Sadismo o masochismo?
Il sadismo e il masochismo non sono soltanto perversioni che riguardano l’area della sessualità, ma corrispondono a più generali disposizioni di tipo caratteriale, le quali possono poi ripercuotersi anche in ambito sessuale. La prima si manifesta per lo più nella tendenza a voler dominare l’altro; la seconda nella tendenza a farsi sottomettere soffrendo per l’altro, quasi questa fosse l’unica strada necessaria a raggiungerlo. Non è importante chi interpreti quale ruolo, anzi nello stesso individuo essi possono alternarsi; ciò che conta è l’incastro, da cui, una volta instauratosi, si fatica ad uscire.
Come si formano sadismo e masochismo
Le basi per la formazione della personalità, si sa, si pongono nei primissimi anni di vita nell’ambito delle relazioni familiari. È qui dunque che vanno rintracciate le dinamiche che possono portare allo sviluppo della personalità masochistica o, al contrario, di quella sadica, sia nel bambino che nell’adulto che sarà.
Affinché lo sviluppo del bambino non devii in nessuno di questi due modi, fondamentale è la capacità genitoriale di sopravvivere agli attacchi del figlio. Il quale, come normalmente avviene nel passaggio dai primi mesi di vita ai 2-3 anni circa, smette di essere un “soggetto di bisogno” per diventare sempre di più un “soggetto di desiderio”. Il suo comportamento cioè non è più solo determinato dai bisogni fisiologici, quali il sonno o la fame, ma sempre più guidato dalla sua volontà attiva e dalla spinta ad affermarla, anche al costo di entrare in conflitto con gli altri. La discriminante fondamentale a questo punto è rappresentata dall’atteggiamento genitoriale di fronte ai tentativi del bambino di farsi valere.
Qualche esempio
Facciamo l’esempio di un bambino di 2 o 3 anni che si oppone al fatto che la madre esca di casa per andare a lavorare. La madre però vuole andare a lavorare, sente l’esigenza di realizzarsi in un altro ambito che non sia esclusivamente la cura del figlio.
Di fronte alle rimostranze del bambino – più o meno intense: il bambino potrebbe chiederle di non uscire, potrebbe insistere, potrebbe piangere, strillare -, questa madre potrebbe rispondere in modi diversi. Potrebbe cedere per non scontentare il figlio, andando in ansia e spaventandosi per la sua rabbia, e rinunciare tristemente al proprio proposito. Potrebbe irritarsi ed andare via in maniera punitiva senza voltarsi a consolare il figlio in lacrime, risentita per il suo comportamento. Oppure potrebbe negoziare tra le due posizioni inconciliabili, rispettando il punto di vista di entrambi, rassicurando ad esempio il figlio che si rivedranno presto e non rinunciando a perseguire il proprio intento.
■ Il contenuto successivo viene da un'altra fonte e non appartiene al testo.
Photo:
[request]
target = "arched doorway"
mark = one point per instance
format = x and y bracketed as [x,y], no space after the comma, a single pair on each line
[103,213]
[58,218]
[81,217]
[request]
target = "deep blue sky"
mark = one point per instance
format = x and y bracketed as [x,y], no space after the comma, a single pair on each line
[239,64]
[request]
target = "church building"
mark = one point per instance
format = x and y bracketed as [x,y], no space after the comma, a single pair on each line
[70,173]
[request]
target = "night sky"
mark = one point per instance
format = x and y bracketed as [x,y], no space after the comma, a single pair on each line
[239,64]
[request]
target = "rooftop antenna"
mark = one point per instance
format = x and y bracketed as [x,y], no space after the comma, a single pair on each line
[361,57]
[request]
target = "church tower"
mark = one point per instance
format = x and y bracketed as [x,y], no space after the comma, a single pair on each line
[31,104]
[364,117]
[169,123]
Un genitore che, in risposta ai “capricci” del figlio, si comporti spesso nel primo modo crescerà con tutta probabilità un figlio sadico, il quale imparerà che il modo migliore per uscire da una situazione di conflitto è vincere sull’altro e che a vincere in genere è colui che si mostra più forte. Il problema è che invece non vincerà proprio un bel niente, al contrario perderà l’opportunità di imparare il rispetto reciproco.
Un genitore che sia frequentemente portato ad agire come nel secondo caso sarà invece il genitore di un figlio masochista, il quale si convincerà del fatto che l’altro è troppo superiore a lui per riuscire a scalfirne in alcun modo la volontà mediante l’espressione della propria, alla quale rinuncerà adattandosi passivamente a quella altrui.
Solo nell’ultimo caso la madre sopravvive alla rabbia del figlio: non si lascia sopraffare né si rivale punendo, ma si fa influenzare fino ad un certo punto: si mette alla ricerca di un compromesso nel quale nessun vissuto risulti meno legittimo o venga scavalcato da quello dell’altro.
Relazioni sadomasochistiche
Le relazioni sadomasochistiche adulte sono proprio un esempio della ripetizione di queste dinamiche disfunzionali che oramai si sono cristallizzate. Generalmente coniugate in base al sesso, per cui l’uomo svolge la parte del sadico e la donna quella del masochista, esse sono organizzate in base al principio per cui uno dei due domina, dettando le regole del gioco, mentre l’altro si sottomette, struggendosi d’amore e potendo addirittura arrivare a vivere questa sofferenza come un atto d’amore dovuto.
Questa può essere un’ulteriore lente con cui guardare molti casi di dipendenza affettiva, laddove non si riesce a liberarsi da legami dolorosi eppure irrinunciabili.
È inoltre un modo con cui è possibile spiegare situazioni che degenerano, anche in senso delittuoso, di vittime e carnefici.